Um dia de manhã - dia em que a Câmara devia dar um grande baile - a vila inteira ficou abalada com a notícia de que a própria esposa do alienista fora metida na Casa Verde. Ninguém acreditou; devia ser invenção de algum gaiato. E não era: era a verdade pura. D. Evarista fora recolhida às duas horas da noite. O padre Lopes correu ao alienista e interrogou-o discretamente acerca do fato.
- Já há algum tempo que eu desconfiava - disse gravemente o marido -. A modéstia com que ela vivera em ambos os matrimônios não podia conciliar-se com o furor das sedas, veludos, rendas e pedras preciosas que manifestou logo que voltou do Rio de Janeiro. Desde então comecei a observá-la. Suas conversas eram todas sobre esses objetos; se eu lhe falava das antigas cortes, inquiria logo da forma dos vestidos das damas; se uma senhora a visitava, na minha ausência, antes de me dizer o objeto da visita, descrevia-me o trajo, aprovando umas cousas e censurando outras.
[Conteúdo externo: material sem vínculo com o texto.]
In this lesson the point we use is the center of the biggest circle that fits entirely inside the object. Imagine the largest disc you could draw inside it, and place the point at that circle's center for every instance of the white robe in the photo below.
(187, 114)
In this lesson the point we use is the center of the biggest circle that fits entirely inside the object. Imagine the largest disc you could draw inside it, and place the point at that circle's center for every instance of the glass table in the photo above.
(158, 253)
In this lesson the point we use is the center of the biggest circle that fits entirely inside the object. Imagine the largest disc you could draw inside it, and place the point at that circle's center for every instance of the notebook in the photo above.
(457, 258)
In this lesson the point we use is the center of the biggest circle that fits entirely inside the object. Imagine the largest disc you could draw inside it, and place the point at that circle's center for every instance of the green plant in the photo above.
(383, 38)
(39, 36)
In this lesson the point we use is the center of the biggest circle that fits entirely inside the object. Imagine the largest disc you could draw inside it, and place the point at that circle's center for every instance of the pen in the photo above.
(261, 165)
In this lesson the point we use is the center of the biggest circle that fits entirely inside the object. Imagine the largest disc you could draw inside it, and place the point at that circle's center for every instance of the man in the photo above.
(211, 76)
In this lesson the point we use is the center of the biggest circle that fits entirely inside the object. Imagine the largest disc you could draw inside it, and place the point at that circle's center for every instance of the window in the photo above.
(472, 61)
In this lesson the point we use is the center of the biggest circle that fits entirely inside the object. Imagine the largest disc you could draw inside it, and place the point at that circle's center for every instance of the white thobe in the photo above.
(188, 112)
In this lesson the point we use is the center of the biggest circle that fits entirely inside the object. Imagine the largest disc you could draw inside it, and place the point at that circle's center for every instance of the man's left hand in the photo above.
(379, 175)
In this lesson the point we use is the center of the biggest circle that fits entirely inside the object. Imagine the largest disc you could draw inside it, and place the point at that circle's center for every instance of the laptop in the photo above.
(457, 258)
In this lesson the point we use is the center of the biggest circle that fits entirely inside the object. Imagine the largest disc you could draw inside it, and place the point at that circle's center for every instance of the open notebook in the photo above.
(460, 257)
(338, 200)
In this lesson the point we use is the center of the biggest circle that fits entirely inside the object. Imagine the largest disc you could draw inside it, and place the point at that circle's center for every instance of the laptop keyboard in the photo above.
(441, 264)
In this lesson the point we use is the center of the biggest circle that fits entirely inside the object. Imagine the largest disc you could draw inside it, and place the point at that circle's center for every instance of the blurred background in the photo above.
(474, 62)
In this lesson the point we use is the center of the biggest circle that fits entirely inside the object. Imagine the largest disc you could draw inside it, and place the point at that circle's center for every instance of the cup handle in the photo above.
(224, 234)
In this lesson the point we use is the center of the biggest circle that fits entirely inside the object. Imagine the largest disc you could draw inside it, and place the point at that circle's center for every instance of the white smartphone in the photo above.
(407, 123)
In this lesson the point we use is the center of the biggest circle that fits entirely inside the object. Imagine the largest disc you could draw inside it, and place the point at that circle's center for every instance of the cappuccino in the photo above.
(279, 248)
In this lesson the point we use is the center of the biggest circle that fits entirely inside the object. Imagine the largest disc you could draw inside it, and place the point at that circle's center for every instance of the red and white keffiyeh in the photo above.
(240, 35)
Um dia, creio que Vossa Reverendíssima há de lembrar-se, propôs-se a fazer anualmente um vestido para a imagem de Nossa Senhora da matriz. Tudo isto eram sintomas graves; esta noite, porém, declarou-se a total demência. Tinha escolhido, preparado, enfeitado o vestuário que levaria ao baile da Câmara Municipal; só hesitava entre um colar de granada e outro de safira. Anteontem perguntou-me qual deles levaria; respondi-lhe que um ou outro lhe ficava bem. Ontem repetiu a pergunta ao almoço; pouco depois de jantar fui achá-la calada e pensativa. - Que tem? - perguntei-lhe. - Queria levar o colar de granada, mas acho o de safira tão bonito! - Pois leve o de safira. - Ah! Mas onde fica o de granada? - Enfim, passou a tarde sem novidade. Ceamos, e deitamo-nos. Alta noite, seria hora e meia, acordo e não a vejo; levanto-me, vou ao quarto de vestir, acho-a diante dos dous colares, ensaiando os ao espelho, ora um ora outro. Era evidente a demência: recolhi-a logo.
O padre Lopes não se satisfez com a resposta, mas não objetou nada. O alienista, porém, percebeu e explicou-lhe que o caso de D. Evarista era de "mania suntuária", não incurável e em todo caso digno de estudo.
- Conto pô-la boa dentro de seis semanas - concluiu ele.
A abnegação do ilustre médico deu-lhe grande realce. Conjecturas, invenções, desconfianças, tudo caiu por terra desde que ele não duvidou recolher à Casa Verde a própria mulher, a quem amava com todas as forças da alma. Ninguém mais tinha o direito de resistir-lhe - menos ainda o de atribuir-lhe intuitos alheios à ciência.
Era um grande homem austero, Hipócrates forrado de Catão.